Keal Yard is showing its value as winter bears down on us. A pair of handsome young bulls fast approaching their second birthdays were pictured enjoying the amenities. In the meantime, the younger stock from the Massingberd-Mundy Lincoln Red herd moved into their winter quarters and gratefully received their bedding.

 

In the fields, yet more rain on saturated earth brought flooding to ours and our neighbours’ fields. All dykes around our fields have been cleaned out and are doing their job well. However, those areas maintained by the Environment Agency haven’t been maintained to the same standard. Consequently, the water can’t get away and backs up the field drains. On a positive note, unlike some farms in the county, the estate hasn’t had the serious issue of banks bursting.

Bulls

In mercifully fine weather, young South Ormsby Estate volunteers Leah Furlong and Kaycie-May Coxon helped mark Remembrance Sunday in Horncastle. Damian Furlong’s daughter, Leah, paraded on for the Air Cadets, while Nicky Coxon’s daughters, Kaycie-May and Millie-Jae, represented the Scouts and the Beavers.

 

Richard Walters is an estate tenant and a voluntary archivist at South Ormsby Hall. Last week, with the help of laser clay-pigeon organiser and history buff Oliver Roberts, Richard made a striking discovery in the library – the 376-year old ‘Humble Remonstrance’ in which estate-founder Sir Drayner Massingberd, in his own hand, chose a side in the English Civil War.

 

Up to his retirement 14 years ago, Richard ran the café in the market hall in Louth. Hailing from a farming background in Partney near Spilsby, Richard has a lifelong passion for books. Spells of illness as a child made him a voracious reader; by the age of eight, he’d read Homer’s Iliad.

Flooded Fields

After two years of voluntary work, Richard has finally finished cataloguing the books in South Ormsby’s library. The approximately 10,000 books date from the 16th to the 19th centuries, with the majority dating from the 17th. Most are in surprisingly good condition, suggesting they’ve been stored safely and rarely handled.

 

Several intriguing finds stand out for Richard, including a 17th-century account of the Gunpowder Plot written 20 years after the event, and an 1836 set of rules for running Lincoln Prison.
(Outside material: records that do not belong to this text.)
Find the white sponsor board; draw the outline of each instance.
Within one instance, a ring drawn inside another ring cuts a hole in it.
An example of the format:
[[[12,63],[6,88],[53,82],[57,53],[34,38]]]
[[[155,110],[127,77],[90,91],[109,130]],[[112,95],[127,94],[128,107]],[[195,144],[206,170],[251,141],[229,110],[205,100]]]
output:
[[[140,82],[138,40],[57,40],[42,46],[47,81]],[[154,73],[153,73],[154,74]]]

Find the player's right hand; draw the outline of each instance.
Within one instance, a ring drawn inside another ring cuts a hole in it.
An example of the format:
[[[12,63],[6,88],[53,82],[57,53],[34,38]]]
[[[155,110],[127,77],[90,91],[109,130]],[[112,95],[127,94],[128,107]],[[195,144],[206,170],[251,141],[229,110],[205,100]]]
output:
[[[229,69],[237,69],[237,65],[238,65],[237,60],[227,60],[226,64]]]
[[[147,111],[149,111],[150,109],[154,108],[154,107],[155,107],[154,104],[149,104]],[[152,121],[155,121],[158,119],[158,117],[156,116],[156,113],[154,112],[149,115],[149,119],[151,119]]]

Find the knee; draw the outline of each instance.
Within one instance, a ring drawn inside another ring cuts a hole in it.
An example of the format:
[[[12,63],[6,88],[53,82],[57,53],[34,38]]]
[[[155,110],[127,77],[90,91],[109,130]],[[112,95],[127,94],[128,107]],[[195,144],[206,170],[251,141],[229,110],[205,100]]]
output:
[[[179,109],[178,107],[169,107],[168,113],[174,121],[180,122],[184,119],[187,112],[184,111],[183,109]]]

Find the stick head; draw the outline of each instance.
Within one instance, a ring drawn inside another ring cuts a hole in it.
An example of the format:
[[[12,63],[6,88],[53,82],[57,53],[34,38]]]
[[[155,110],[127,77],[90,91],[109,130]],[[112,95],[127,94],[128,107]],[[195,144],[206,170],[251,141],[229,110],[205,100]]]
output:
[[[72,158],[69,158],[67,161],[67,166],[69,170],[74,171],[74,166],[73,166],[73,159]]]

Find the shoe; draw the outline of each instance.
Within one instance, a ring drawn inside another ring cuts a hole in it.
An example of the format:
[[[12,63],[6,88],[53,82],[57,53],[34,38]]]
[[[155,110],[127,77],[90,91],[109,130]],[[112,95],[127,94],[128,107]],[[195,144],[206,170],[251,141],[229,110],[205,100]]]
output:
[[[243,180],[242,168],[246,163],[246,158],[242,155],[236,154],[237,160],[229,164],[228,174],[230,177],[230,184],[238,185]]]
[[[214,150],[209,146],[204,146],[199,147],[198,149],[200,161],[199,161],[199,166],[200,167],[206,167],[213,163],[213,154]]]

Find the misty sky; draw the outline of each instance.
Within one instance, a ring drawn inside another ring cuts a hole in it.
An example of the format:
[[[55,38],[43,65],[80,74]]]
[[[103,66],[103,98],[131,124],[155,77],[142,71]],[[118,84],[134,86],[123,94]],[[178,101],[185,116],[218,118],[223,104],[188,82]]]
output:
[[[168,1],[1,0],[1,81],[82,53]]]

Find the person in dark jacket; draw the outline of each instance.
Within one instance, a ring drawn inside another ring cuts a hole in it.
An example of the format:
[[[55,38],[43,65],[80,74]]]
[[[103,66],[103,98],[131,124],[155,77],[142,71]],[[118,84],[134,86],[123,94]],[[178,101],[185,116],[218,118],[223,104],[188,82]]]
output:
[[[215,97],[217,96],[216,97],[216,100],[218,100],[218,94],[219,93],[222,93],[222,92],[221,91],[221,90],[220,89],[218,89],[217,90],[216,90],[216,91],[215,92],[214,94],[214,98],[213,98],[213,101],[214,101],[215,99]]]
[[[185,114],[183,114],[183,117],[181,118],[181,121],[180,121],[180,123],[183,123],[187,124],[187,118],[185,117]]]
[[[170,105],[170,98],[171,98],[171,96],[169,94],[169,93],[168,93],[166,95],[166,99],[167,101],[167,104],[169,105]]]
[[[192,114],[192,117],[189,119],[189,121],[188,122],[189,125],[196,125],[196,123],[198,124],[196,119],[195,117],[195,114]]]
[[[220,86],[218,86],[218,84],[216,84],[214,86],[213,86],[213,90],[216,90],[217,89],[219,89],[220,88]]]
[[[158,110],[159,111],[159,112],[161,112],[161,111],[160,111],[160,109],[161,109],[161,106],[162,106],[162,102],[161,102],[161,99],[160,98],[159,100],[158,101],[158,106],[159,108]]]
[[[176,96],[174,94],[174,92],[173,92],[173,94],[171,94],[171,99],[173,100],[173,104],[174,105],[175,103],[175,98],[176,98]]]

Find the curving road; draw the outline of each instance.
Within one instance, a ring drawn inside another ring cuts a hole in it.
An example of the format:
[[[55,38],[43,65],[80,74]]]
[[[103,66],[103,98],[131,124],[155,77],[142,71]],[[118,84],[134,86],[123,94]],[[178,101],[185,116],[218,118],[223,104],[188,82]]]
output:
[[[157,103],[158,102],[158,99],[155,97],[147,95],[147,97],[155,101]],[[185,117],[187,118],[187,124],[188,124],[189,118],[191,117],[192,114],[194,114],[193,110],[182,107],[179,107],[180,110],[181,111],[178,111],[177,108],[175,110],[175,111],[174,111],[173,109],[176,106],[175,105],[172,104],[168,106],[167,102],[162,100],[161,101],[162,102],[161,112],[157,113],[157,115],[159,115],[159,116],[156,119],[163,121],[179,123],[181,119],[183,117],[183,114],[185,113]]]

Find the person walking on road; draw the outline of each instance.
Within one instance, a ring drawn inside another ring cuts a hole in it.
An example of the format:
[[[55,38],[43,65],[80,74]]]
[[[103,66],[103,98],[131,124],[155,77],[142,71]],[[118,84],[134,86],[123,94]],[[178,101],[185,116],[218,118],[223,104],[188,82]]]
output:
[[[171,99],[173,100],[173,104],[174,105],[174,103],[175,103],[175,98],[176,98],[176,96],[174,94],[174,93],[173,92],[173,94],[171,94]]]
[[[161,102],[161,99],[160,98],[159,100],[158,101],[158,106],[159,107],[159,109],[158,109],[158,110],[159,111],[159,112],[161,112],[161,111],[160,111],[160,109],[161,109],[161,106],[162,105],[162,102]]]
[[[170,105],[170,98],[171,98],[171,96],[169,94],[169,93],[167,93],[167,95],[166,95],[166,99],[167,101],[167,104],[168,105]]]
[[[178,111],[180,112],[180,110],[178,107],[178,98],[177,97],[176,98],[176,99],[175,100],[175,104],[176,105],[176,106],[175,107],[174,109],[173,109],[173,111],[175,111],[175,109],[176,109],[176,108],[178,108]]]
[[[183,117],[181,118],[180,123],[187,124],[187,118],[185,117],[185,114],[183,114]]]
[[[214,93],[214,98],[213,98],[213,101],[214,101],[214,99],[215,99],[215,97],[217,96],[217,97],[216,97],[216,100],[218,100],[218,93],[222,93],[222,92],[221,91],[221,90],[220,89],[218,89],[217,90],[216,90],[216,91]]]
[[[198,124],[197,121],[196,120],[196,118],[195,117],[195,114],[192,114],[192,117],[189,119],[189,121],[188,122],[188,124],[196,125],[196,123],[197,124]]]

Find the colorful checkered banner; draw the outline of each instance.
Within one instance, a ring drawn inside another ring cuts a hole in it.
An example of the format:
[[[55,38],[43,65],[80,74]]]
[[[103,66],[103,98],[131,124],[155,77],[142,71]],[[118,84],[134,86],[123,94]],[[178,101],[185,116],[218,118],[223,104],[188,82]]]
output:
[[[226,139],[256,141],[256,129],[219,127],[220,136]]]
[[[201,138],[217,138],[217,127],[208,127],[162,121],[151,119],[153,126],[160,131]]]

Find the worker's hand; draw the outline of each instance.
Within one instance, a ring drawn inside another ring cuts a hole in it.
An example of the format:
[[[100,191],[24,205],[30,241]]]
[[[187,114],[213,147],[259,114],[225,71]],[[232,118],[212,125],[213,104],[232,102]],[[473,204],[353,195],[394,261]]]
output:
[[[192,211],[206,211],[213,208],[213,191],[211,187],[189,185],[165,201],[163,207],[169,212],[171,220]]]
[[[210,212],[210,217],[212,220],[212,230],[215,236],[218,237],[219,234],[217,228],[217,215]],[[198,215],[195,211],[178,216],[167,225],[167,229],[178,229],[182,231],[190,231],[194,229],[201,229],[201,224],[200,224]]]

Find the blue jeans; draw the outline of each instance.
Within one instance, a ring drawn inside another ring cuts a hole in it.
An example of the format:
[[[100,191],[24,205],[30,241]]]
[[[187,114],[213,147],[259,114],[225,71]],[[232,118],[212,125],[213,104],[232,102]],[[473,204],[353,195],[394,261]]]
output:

If a title can be found on Google Scholar, it may one day be made available on the estate’s own website; for now, the in-house, virtual library is a work-in-progress. Richard is about to start in the deeds room; there are, he says, ‘an awful lot of books in there’.

 

Richard came across Sir Drayner’s copy of the ‘Humble Remonstrance’ on his literary travels. The book is in surprisingly fine condition for its age. It can be handled freely, if carefully. Specialists advise that bare skin is better for old but robust books than latex gloves which can easily drag and tear.

Man Reading Out Book

A little background: In the 1630s, King Charles I laid the ground for his own undoing by levying taxes through his prerogative powers, that is, without Parliamentary approval. Such taxation was known as ‘ship money’ and by tradition was tolerated in times of war. After repeatedly levying ship money with no military pretext, Charles was plainly dispensing with precedent and asserting his own power over the landed gentry.

 

In 1641, the lawyer William Prynne publicly if politely rebuked the King for abusing his office in a book usually referred to as, ‘An Humble Remonstrance’; although its full title is, ‘An humble remonstrance to his His Maiesty, against the tax of ship-money imposed, laying open the illegalitie, abuse, and inconvenience thereof.’ The royal response was less restrained; for this and other polemics, Prynne was fined, imprisoned, had his degree revoked and lost his ears in the pillory.

 

When the ‘Humble Remonstrance’ was first published, Sir Drayner Massingberd was in the process of building the first hall at South Ormsby, having acquired the estate in 1638. These were volatile times – lines were being drawn and sides were being picked. The 1643 edition of Prynne’s book discovered by Richard in South Ormsby Hall bears Sir Drayner’s name, signature and the declaration, ‘his book’.

 

In October 1643, Sir Drayner is known to have fought on the winning Parliamentarian side at the Battle of Winceby, four miles east of Horncastle. History remains within touching distance at South Ormsby.